Systemd Service Monitoring Script

This Python script checks the status of a systemd service and attempts a restart if it’s found to be inactive. It also logs the outcome for later analysis.

import subprocess
import logging
import sys

# Configure logging
logging.basicConfig(level=logging.INFO,
                    format='%(asctime)s - %(levelname)s - %(message)s',
                    filename='/var/log/app_health_check.log')

SERVICE_NAME = "your-python-app.service" # Replace with your actual service name

def check_service_status(service_name):
    try:
        # Check service status
        status_cmd = ["systemctl", "is-active", service_name]
        result = subprocess.run(status_cmd, capture_output=True, text=True, check=True)
        status = result.stdout.strip()
        logging.info(f"Service '{service_name}' is active: {status == 'active'}")
        return status == 'active'
    except subprocess.CalledProcessError as e:
        logging.error(f"Error checking status for service '{service_name}': {e.stderr.strip()}")
        return False
    except FileNotFoundError:
        logging.error("systemctl command not found.
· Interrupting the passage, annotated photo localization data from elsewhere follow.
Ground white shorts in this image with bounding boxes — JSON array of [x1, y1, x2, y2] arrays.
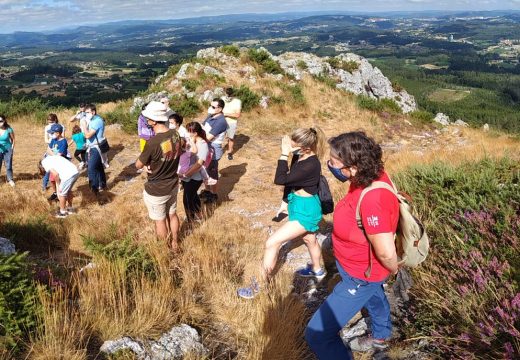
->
[[143, 185, 179, 220], [226, 118, 238, 139], [58, 174, 79, 197]]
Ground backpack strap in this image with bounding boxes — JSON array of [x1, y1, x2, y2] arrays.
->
[[355, 180, 398, 278]]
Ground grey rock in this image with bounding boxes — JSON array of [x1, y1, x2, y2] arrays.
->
[[0, 237, 15, 256], [203, 66, 221, 76], [434, 113, 450, 126], [100, 324, 207, 360], [259, 96, 269, 109], [213, 87, 225, 98], [200, 89, 214, 103], [340, 318, 368, 341], [175, 63, 191, 79], [453, 119, 469, 127], [196, 47, 239, 65]]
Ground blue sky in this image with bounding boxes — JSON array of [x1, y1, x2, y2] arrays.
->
[[0, 0, 519, 33]]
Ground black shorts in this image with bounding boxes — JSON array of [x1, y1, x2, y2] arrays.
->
[[206, 159, 219, 180]]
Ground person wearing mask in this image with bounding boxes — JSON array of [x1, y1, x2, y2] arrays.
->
[[82, 104, 107, 200], [46, 123, 69, 201], [0, 115, 15, 187], [168, 113, 188, 140], [43, 113, 65, 191], [200, 98, 227, 204], [68, 103, 88, 130], [305, 132, 399, 358], [222, 87, 242, 160], [237, 127, 326, 299], [136, 101, 181, 252]]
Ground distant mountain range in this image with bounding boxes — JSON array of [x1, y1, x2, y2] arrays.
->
[[1, 10, 519, 49]]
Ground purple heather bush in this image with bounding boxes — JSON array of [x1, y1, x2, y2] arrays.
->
[[395, 158, 520, 358]]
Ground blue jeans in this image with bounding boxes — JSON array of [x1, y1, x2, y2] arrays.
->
[[87, 147, 106, 192], [0, 148, 13, 182], [305, 261, 392, 359], [42, 171, 50, 190]]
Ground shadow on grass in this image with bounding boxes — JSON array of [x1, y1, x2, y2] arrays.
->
[[0, 215, 71, 254]]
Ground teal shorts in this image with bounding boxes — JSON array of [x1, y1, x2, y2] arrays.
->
[[288, 192, 322, 232]]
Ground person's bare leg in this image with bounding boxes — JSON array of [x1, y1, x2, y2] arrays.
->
[[66, 192, 74, 208], [168, 212, 180, 252], [228, 138, 234, 155], [155, 219, 169, 240], [58, 195, 67, 213], [262, 220, 308, 280], [302, 233, 322, 272]]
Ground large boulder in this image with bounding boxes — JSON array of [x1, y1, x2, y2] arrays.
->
[[0, 237, 15, 256], [100, 324, 207, 360], [434, 113, 451, 126]]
Is this running on a systemd-based OS?")
        return False

def restart_service(service_name):
    try:
        logging.warning(f"Attempting to restart service: {service_name}")
        restart_cmd = ["systemctl", "restart", service_name]
        subprocess.run(restart_cmd, capture_output=True, text=True, check=True)
        logging.info(f"Successfully restarted service: {service_name}")
        return True
    except subprocess.CalledProcessError as e:
        logging.error(f"Failed to restart service '{service_name}': {e.stderr.strip()}")
        return False
    except FileNotFoundError:
        logging.error("systemctl command not found. Cannot restart service.")
        return False

if __name__ == "__main__":
    if not check_service_status(SERVICE_NAME):
        logging.warning(f"Service '{SERVICE_NAME}' is not active. Attempting restart.")
        if not restart_service(SERVICE_NAME):
            logging.error(f"Failed to restart service '{SERVICE_NAME}'. Manual intervention may be required.")
            sys.exit(1) # Indicate failure
    else:
        logging.info(f"Service '{SERVICE_NAME}' is running as expected.")
        sys.exit(0) # Indicate success

To automate this, add a cron job to run this script every 5 minutes:

*/5 * * * * /usr/bin/python3 /opt/scripts/app_health_check.py >> /var/log/app_health_check_cron.log 2>&1

For more advanced monitoring, consider integrating with CloudWatch. You can use the CloudWatch Agent to collect custom metrics from your application, such as request latency, error rates, or queue depths. This allows for more granular performance analysis and proactive alerting.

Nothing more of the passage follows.